4. The absence of safeguards giving special consideration to the reproductive health of a Roma woman, as vulnerable individual belonging to an ethnic group which is particularly affected by the issue of sterilization and its improper use – especially in Slovakia, according to the Council of Europe Commissioner for Human Rights –, resulted in a failure by the respondent State to comply with its positive obligation to secure to her a sufficient measure of protection enabling her to effectively enjoy her right to respect for her private and family life, in breach of Article 8 of the Convention. (Due to this finding the Court deemed to be absolved from examining whether the facts also gave rise to a breach of the applicant’s right to marry and to found a family, under Article 12 of the Convention.)

5. In the absence of available information and objective evidence sufficiently strong to demonstrate in a convincing manner that the doctors acted in bad faith, with the intention of ill-treating the applicant, it is not possible to conclude that the sterilization procedure is part of a structural discriminatory policy or that the hospital staff’s conduct was intentionally racially motivated (see no. 74832/01). Therefore, the shortcomings in the legislation and practice relating to sterilisations, which particularly affect members of the Roma community, shall be better considered only under the light of Article 8 of the Convention, without being necessary to separately determine whether the facts of the case also gave rise to a breach of Article 14 of the Convention.

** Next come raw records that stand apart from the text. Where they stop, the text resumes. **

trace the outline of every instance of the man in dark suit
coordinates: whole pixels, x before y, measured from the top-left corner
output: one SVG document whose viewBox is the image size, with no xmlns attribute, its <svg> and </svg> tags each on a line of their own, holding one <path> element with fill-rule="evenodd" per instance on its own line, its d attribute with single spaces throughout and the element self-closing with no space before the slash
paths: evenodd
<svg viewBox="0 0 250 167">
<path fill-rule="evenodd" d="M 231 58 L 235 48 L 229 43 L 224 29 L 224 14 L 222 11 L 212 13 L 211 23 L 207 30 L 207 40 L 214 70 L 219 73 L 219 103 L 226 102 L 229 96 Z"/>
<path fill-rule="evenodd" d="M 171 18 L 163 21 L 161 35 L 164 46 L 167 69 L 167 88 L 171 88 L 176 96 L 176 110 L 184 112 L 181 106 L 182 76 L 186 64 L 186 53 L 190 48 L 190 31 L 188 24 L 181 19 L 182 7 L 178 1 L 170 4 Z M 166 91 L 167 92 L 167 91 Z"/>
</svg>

(In the case in question, a Roma woman was sterilised in a public hospital in the occasion of a caesarean birth. The procedure was not an imminent necessity from a medical point of view. The applicant was asked to give her consent in writing, two and a half hours after she had been brought to hospital, when she was in the process of established labour and in a supine position. The relevant entry in the delivery record that she was asked to sign was typed and merely indicated “Patient requests sterilisation”. She was prompted to sign this document after being told by medical staff that she or her baby would die in the event of a further pregnancy.)

 

Notes

1. Specific measures aimed at the elimination of the shortcomings in the legislation on sterilisation and ensuring compliance with the related international standards were introduced with the enactment of the Health Care Act 2004, which became operative on the 1st of January 2005 (after the facts of the case in question).
2. Dissenting opinion of Judge Mijovic, who disagreed with the Court’s decision that no separate examination of the complaint under Article 14 of the Convention was called for. On the contrary, recalling the principles on the issue already enshrined by the Court (nos. 57325/00; 15766/03), the dissenting Judge considered, on the contrary, that such complaint was the very essence of the case and should have been dealt with on its merits, with a finding of a violation of Article 14.
3. The practice of forced sterilisation is (and already was at the time of the facts in question) condemned, as a form of violence against women, by many international documents and soft law acts (see, for instance: Committee on the Elimination of Discrimination against Women, Recommendation no. 24, 20th session, 1999) and the 2011 Istanbul Convention (not signed by Slovakia) has afterwards even imposed its criminalisation to State parties. Moreover, this practice is included, in the 1998 Rome Statute of the International Criminal Court (of which Slovakia is a party), among the acts that can constitute genocide or crimes against humanity.